Quantitative GC-NICI-MS and GC-NICI-MS/MS analysis by using isotopologs as internal standards: A tutorial review

The use of analytes labelled with stable-isotopes of ²H, ¹³C, ¹⁵N, ¹⁷O and/or ¹⁸O, i.e., the isotopologs, as internal standards is unique and considered the Golden Standard is quantitative analyses based on mass spectrometry. However, the handling with isotopologs deserves a great extent of care and attentiveness from the very begin of the analytical process.

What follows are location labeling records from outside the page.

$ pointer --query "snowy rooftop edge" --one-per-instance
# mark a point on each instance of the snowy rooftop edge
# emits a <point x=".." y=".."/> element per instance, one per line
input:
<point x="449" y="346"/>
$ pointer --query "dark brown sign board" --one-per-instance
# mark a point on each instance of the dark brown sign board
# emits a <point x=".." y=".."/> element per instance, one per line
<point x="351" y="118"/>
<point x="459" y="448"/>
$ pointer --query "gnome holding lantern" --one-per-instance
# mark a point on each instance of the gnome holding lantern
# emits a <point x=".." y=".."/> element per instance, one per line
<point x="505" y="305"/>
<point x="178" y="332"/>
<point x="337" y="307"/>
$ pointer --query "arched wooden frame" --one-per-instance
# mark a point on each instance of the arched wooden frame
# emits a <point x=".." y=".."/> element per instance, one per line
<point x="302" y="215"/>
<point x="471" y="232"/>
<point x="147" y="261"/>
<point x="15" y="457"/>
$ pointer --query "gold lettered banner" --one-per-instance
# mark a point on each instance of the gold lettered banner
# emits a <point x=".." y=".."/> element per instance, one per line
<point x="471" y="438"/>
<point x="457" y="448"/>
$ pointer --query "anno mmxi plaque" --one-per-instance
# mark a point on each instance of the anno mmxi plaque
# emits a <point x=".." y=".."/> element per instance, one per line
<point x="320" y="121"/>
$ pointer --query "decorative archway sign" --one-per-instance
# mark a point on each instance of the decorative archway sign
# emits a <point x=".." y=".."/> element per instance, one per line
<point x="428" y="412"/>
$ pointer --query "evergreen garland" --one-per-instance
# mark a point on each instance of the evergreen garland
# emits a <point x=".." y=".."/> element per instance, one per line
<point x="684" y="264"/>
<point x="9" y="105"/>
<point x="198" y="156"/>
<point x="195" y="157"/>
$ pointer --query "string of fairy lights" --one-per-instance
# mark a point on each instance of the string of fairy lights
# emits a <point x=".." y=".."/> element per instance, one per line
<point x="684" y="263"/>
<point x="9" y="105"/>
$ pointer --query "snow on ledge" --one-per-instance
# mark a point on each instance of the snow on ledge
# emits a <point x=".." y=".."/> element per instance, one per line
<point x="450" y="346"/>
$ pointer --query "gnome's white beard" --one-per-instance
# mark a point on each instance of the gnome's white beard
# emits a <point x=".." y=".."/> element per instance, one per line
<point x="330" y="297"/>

Many issues need to be considered in order to create an analytical method that generates close-to-reality concentrations of a certain analyte or of group of analytes of the same or different chemical classes in complex biological samples. They including isotopic purity, stability through the entire analytical process including sampling, derivatization, ionization and collision-induced dissociation (CID). The present work deals specifically with the use of isotopologs as internal standards for the quantitative analysis of endogenous and exogenous substances in plasma, serum and urine samples. It focuses on GC–MS and GC–MS/MS, negative-ion chemical ionization (NICI) with methane as the reagent gas, and selected-ion monitoring (SIM) or selected-reaction monitoring (SRM) using argon as the collision gas. Special attention has been paid to purity of isotopologs, cross-contribution of analyte-internal standard, and stability of isotopologs during NICI and CID, to linearity of analyte-isotope detector response upon the analyte concentration. This tutorial review re-examines and discusses exemplarily previously reported validated GC–MS and GC–MS/MS methods, and gives recommendations regarding the handling with stable-isotope labelled analogs in quantitative analyses.